Home > Tech > Content

Hive Practical Techniques and Common Pitfalls

Tech Apr 29 23

Using `explode` for Column-to-Row Transformation

To convert a delimited string column into multiple rows:

SELECT other_cols, exploded_col
FROM source_table
LATERAL VIEW explode(split(target_column, ',')) tmp AS exploded_col;

The split() function breaks the string into an array, explode() turns each array element into a row, and LATERAL VIEW creates a temporary virtual table. The alias exploded_col becomes a usable column in the SELECT clause.

Important: Filtering conditions must appear after the LATERAL VIEW clause; placing them before causes syntax errors.
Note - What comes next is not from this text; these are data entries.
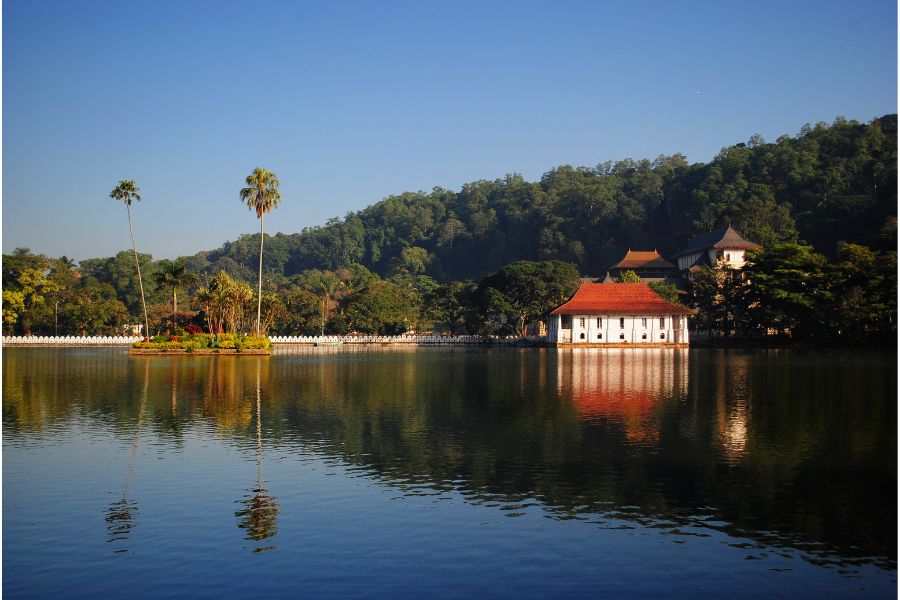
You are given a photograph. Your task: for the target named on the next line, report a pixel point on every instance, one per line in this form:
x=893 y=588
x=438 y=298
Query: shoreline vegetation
x=494 y=258
x=204 y=343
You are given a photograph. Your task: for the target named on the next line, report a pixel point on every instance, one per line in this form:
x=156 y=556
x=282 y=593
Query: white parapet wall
x=69 y=340
x=418 y=340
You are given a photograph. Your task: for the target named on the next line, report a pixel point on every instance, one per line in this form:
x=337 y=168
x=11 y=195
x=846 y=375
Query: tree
x=864 y=287
x=381 y=307
x=224 y=302
x=261 y=195
x=127 y=191
x=527 y=291
x=174 y=274
x=788 y=288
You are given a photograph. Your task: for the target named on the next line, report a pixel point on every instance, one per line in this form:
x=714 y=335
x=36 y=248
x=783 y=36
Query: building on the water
x=610 y=314
x=723 y=247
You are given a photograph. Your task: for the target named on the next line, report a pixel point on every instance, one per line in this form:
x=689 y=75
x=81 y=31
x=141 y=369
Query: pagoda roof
x=618 y=299
x=724 y=237
x=638 y=259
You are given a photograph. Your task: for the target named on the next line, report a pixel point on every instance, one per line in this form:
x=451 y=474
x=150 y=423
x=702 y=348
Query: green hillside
x=828 y=184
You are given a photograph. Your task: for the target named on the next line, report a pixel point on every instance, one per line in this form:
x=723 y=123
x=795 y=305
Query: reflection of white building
x=626 y=385
x=609 y=314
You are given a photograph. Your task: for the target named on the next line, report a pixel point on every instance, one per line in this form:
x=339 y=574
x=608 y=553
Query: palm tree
x=174 y=274
x=127 y=191
x=262 y=195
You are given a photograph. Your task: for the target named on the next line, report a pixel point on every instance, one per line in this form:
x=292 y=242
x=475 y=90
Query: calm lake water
x=334 y=472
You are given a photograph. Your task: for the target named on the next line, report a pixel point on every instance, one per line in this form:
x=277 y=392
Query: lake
x=393 y=472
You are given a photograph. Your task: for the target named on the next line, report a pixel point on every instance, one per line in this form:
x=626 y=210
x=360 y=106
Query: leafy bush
x=205 y=341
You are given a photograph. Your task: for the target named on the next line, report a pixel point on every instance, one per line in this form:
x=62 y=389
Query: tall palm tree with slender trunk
x=174 y=274
x=127 y=191
x=262 y=195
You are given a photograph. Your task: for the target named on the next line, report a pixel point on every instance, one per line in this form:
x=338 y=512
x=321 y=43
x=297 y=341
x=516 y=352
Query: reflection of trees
x=746 y=433
x=121 y=515
x=259 y=516
x=769 y=439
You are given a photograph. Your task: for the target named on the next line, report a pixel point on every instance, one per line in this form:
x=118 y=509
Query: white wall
x=621 y=329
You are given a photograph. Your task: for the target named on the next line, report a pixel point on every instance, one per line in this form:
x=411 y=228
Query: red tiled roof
x=636 y=259
x=618 y=299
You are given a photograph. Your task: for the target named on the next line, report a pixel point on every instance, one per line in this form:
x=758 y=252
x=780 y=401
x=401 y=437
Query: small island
x=204 y=343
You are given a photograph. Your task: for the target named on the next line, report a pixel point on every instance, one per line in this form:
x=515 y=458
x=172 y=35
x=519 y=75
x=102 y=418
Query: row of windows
x=662 y=336
x=567 y=322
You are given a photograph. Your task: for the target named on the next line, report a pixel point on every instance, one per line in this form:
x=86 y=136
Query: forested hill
x=828 y=184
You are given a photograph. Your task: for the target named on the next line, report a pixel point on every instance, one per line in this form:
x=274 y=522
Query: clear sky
x=349 y=102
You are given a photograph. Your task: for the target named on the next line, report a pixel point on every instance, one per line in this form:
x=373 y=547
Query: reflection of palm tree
x=260 y=512
x=121 y=514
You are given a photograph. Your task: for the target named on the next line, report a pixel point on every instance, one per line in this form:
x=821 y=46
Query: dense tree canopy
x=826 y=185
x=497 y=255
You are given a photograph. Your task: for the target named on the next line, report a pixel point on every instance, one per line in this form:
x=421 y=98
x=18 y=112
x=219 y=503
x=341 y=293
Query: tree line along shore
x=495 y=257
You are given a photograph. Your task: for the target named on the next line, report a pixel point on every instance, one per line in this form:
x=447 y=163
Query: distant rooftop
x=724 y=237
x=643 y=259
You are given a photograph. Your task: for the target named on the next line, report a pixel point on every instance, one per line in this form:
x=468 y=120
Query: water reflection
x=121 y=516
x=259 y=516
x=625 y=386
x=779 y=450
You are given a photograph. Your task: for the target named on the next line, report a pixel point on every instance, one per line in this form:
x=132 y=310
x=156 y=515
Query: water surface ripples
x=493 y=472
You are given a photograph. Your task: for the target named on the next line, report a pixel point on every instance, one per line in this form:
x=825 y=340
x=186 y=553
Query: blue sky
x=349 y=102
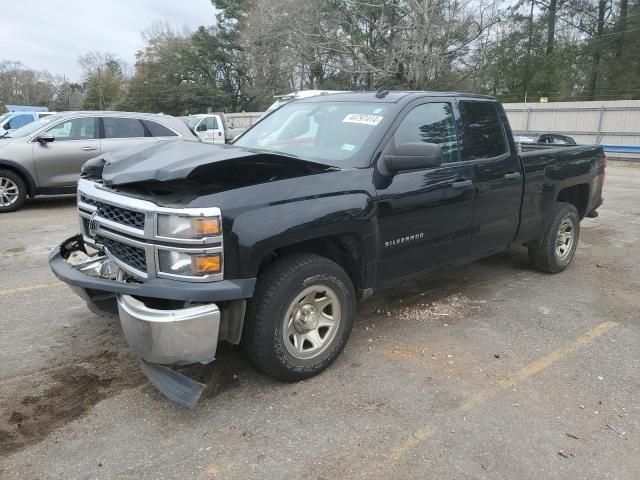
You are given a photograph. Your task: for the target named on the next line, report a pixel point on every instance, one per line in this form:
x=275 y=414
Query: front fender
x=258 y=232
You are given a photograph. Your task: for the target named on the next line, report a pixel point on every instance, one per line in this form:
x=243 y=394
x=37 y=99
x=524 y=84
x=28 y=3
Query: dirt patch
x=69 y=392
x=452 y=307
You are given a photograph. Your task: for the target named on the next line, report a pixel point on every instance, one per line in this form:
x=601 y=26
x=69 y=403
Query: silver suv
x=45 y=157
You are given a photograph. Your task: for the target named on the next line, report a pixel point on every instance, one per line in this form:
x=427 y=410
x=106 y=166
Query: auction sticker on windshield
x=362 y=118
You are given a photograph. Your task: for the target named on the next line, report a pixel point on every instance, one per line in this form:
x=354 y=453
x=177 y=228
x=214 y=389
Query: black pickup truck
x=270 y=242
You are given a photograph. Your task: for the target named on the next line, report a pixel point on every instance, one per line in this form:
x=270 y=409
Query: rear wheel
x=13 y=191
x=300 y=317
x=554 y=252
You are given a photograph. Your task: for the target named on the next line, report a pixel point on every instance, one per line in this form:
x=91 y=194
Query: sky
x=50 y=35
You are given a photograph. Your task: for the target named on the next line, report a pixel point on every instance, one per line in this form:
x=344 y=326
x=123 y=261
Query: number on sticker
x=362 y=119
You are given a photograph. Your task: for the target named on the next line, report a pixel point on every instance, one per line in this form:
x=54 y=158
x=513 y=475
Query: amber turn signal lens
x=206 y=264
x=206 y=226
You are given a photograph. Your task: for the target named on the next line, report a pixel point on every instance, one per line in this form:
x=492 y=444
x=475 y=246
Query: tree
x=104 y=82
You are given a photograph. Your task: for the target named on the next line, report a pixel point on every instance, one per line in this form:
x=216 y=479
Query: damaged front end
x=158 y=336
x=166 y=287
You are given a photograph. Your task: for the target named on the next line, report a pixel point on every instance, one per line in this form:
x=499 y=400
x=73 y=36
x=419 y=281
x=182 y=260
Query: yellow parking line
x=507 y=382
x=28 y=289
x=413 y=441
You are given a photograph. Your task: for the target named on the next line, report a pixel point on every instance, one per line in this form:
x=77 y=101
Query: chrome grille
x=127 y=254
x=126 y=228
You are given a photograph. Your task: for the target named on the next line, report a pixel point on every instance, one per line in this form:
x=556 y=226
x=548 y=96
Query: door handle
x=462 y=184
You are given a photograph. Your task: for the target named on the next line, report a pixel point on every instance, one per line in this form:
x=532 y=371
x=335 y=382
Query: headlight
x=189 y=264
x=174 y=226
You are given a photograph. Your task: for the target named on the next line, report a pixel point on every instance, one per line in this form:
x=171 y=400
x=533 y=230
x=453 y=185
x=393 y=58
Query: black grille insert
x=119 y=215
x=128 y=254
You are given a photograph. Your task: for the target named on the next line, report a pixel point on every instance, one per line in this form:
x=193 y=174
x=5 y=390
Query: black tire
x=278 y=290
x=17 y=182
x=545 y=255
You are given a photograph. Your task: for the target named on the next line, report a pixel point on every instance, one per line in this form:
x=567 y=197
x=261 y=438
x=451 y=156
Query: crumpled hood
x=169 y=160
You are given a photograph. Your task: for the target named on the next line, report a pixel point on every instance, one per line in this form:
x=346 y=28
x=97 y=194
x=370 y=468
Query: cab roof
x=391 y=96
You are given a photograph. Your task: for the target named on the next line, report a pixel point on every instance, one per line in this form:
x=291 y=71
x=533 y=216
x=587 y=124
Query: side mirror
x=411 y=156
x=45 y=138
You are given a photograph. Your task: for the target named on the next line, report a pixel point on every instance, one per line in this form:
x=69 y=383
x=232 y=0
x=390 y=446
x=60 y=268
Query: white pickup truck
x=213 y=128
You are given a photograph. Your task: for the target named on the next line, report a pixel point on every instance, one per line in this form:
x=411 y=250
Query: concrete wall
x=606 y=122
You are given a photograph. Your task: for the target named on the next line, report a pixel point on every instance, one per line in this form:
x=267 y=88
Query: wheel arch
x=346 y=249
x=22 y=172
x=576 y=195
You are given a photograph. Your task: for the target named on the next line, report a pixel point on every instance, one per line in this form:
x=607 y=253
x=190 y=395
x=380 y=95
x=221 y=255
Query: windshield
x=33 y=126
x=330 y=132
x=193 y=121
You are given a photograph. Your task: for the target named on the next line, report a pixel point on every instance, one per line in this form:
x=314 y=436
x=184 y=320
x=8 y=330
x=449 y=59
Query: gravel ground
x=489 y=371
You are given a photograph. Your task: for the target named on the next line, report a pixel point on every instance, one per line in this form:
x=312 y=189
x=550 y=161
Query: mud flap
x=173 y=385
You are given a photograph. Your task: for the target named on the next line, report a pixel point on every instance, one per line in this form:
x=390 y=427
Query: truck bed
x=549 y=171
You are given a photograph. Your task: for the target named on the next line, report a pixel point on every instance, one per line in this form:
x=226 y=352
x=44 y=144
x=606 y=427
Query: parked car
x=45 y=156
x=543 y=138
x=11 y=121
x=213 y=128
x=270 y=242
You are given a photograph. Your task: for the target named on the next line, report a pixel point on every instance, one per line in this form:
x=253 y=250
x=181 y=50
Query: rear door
x=424 y=216
x=58 y=163
x=498 y=176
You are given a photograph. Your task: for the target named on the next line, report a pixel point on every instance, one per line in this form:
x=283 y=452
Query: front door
x=498 y=177
x=58 y=163
x=210 y=131
x=425 y=216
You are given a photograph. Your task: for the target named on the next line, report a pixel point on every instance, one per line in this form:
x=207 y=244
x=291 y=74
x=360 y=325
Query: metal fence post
x=599 y=134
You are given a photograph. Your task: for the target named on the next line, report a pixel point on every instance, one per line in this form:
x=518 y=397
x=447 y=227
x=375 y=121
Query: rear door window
x=158 y=130
x=483 y=132
x=122 y=127
x=75 y=129
x=430 y=123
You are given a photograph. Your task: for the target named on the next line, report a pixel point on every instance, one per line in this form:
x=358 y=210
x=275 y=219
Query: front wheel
x=554 y=252
x=300 y=317
x=13 y=191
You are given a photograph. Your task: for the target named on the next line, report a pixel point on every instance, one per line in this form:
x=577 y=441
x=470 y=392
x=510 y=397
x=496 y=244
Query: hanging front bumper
x=170 y=337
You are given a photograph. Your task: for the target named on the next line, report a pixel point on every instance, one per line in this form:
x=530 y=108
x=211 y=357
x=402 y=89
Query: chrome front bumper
x=170 y=337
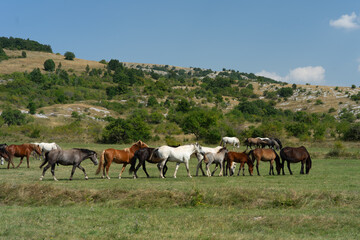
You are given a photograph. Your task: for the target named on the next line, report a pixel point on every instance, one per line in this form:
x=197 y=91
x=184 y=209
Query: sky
x=315 y=42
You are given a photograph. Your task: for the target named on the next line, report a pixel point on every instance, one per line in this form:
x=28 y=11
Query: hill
x=165 y=98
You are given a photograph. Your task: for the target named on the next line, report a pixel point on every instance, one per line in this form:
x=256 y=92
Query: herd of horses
x=140 y=152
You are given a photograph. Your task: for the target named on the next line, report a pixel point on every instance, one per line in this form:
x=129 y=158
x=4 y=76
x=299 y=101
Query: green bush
x=285 y=92
x=69 y=56
x=13 y=117
x=49 y=65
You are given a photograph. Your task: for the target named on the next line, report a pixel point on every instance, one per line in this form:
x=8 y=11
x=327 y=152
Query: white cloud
x=271 y=75
x=346 y=21
x=302 y=75
x=307 y=74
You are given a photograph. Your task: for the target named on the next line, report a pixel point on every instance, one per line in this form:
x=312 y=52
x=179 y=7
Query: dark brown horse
x=118 y=156
x=249 y=142
x=295 y=155
x=21 y=151
x=144 y=155
x=266 y=155
x=238 y=157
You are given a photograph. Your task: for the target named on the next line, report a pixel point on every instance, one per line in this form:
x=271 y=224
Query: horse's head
x=141 y=144
x=198 y=148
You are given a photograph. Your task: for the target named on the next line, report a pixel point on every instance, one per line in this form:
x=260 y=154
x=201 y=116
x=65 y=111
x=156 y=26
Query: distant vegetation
x=22 y=44
x=163 y=102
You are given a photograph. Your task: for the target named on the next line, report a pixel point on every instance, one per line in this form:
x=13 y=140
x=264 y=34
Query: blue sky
x=316 y=42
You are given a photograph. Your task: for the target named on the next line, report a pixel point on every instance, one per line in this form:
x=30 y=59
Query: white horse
x=231 y=140
x=200 y=157
x=217 y=158
x=47 y=147
x=179 y=155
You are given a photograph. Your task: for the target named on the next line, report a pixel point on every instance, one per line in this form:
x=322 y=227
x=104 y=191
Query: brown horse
x=249 y=142
x=119 y=156
x=294 y=155
x=21 y=151
x=266 y=155
x=239 y=157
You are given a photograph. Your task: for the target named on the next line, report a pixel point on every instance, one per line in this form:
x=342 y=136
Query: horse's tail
x=251 y=154
x=133 y=162
x=45 y=160
x=308 y=164
x=101 y=164
x=277 y=162
x=279 y=142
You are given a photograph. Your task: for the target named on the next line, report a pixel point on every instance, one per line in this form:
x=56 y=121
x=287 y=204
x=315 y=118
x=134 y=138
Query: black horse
x=68 y=157
x=144 y=154
x=295 y=155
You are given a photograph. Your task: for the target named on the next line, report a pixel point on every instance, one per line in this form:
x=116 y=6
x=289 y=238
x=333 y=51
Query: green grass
x=322 y=205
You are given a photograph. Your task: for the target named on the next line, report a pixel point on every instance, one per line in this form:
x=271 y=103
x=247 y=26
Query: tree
x=152 y=101
x=126 y=131
x=285 y=92
x=69 y=56
x=13 y=117
x=32 y=107
x=3 y=55
x=49 y=65
x=36 y=76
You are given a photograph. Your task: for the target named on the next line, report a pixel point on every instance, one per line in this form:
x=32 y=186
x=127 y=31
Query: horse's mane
x=87 y=151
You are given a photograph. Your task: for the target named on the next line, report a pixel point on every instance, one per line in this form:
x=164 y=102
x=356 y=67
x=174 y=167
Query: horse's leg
x=53 y=171
x=160 y=166
x=27 y=160
x=44 y=170
x=271 y=167
x=216 y=167
x=144 y=168
x=221 y=169
x=239 y=169
x=72 y=171
x=20 y=162
x=122 y=170
x=107 y=169
x=289 y=167
x=302 y=167
x=176 y=168
x=83 y=169
x=187 y=168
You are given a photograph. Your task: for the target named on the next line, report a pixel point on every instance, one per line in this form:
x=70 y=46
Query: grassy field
x=322 y=205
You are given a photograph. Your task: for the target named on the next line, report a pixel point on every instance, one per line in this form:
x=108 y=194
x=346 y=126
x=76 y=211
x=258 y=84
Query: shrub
x=353 y=133
x=13 y=117
x=69 y=56
x=285 y=92
x=3 y=55
x=49 y=65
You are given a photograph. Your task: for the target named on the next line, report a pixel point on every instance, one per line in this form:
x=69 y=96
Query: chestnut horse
x=239 y=157
x=266 y=155
x=21 y=151
x=118 y=156
x=294 y=155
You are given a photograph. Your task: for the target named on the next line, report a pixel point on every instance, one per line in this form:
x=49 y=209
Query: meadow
x=322 y=205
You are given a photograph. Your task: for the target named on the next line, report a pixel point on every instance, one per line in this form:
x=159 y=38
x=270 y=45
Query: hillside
x=165 y=97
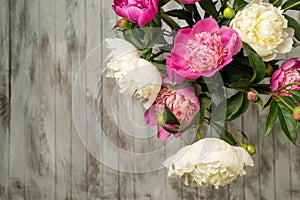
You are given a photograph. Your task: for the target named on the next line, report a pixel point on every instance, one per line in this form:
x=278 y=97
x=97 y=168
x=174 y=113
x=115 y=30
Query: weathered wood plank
x=294 y=151
x=236 y=188
x=4 y=99
x=266 y=165
x=250 y=120
x=110 y=176
x=65 y=43
x=93 y=35
x=43 y=175
x=24 y=99
x=77 y=33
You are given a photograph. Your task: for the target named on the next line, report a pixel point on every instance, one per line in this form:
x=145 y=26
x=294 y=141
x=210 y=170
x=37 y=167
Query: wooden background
x=42 y=44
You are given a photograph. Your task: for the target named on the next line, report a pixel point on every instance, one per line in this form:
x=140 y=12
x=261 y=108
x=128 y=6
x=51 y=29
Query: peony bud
x=206 y=102
x=252 y=96
x=251 y=149
x=123 y=24
x=296 y=113
x=160 y=119
x=269 y=69
x=229 y=13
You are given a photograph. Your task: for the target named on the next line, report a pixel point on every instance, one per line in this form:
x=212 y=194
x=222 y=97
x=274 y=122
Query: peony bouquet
x=180 y=63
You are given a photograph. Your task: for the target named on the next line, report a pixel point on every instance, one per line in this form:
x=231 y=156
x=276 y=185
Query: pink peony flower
x=204 y=49
x=189 y=1
x=183 y=103
x=287 y=73
x=137 y=11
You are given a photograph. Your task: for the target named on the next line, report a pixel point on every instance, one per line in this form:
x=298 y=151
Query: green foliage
x=239 y=5
x=169 y=117
x=236 y=106
x=278 y=2
x=209 y=7
x=295 y=25
x=288 y=124
x=256 y=63
x=291 y=5
x=272 y=116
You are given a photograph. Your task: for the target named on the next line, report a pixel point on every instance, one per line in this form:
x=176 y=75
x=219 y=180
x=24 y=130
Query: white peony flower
x=264 y=28
x=135 y=76
x=209 y=161
x=118 y=62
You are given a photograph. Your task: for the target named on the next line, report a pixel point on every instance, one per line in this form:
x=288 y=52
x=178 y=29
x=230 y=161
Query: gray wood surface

Aggregating Multiple Rows into a Single Delimited String

Use collect_set() (deduplicated) or collect_list() (with duplicates), combined with concat_ws():

-- Deduplicated result
SELECT name,
       concat_ws(',', collect_set(CAST(type AS STRING))) AS type_list
FROM sample_table
GROUP BY name;

-- With duplicates preserved
SELECT name,
       concat_ws(',', collect_list(CAST(type AS STRING))) AS type_list
FROM sample_table
GROUP BY name;

Both functions require string inputs—cast non-string columns explicitly. Neither guarantees order; to enforce sorting:

SELECT name,
       concat_ws(',', collect_list(CAST(type AS STRING))) AS type_list
FROM (
  SELECT name, type
  FROM sample_table
  DISTRIBUTE BY name
  SORT BY type
) t
GROUP BY name;

Parsing JSON Strings

For single-field extraction:

SELECT get_json_object(json_col, '$.name') AS name,
       get_json_object(json_col, '$.age')  AS age
FROM json_table;

For multi-field extraction more efficiently:

SELECT t.json_col,
       j.name,
       j.age
FROM json_table t
LATERAL VIEW json_tuple(t.json_col, 'name', 'age') j AS name, age;

Mitigating Data Skew with `DISTRIBUTE BY`

To avoid skewed partitions (e.g., when partitioning by date), add a random salt:

INSERT OVERWRITE TABLE target_table PARTITION(day)
SELECT *
FROM staging_table
DISTRIBUTE BY day, pmod(CAST(rand() * 1000 AS INT), 50);

This distributes data across 50 sub-buckets per day, preventing large files in a single reducer.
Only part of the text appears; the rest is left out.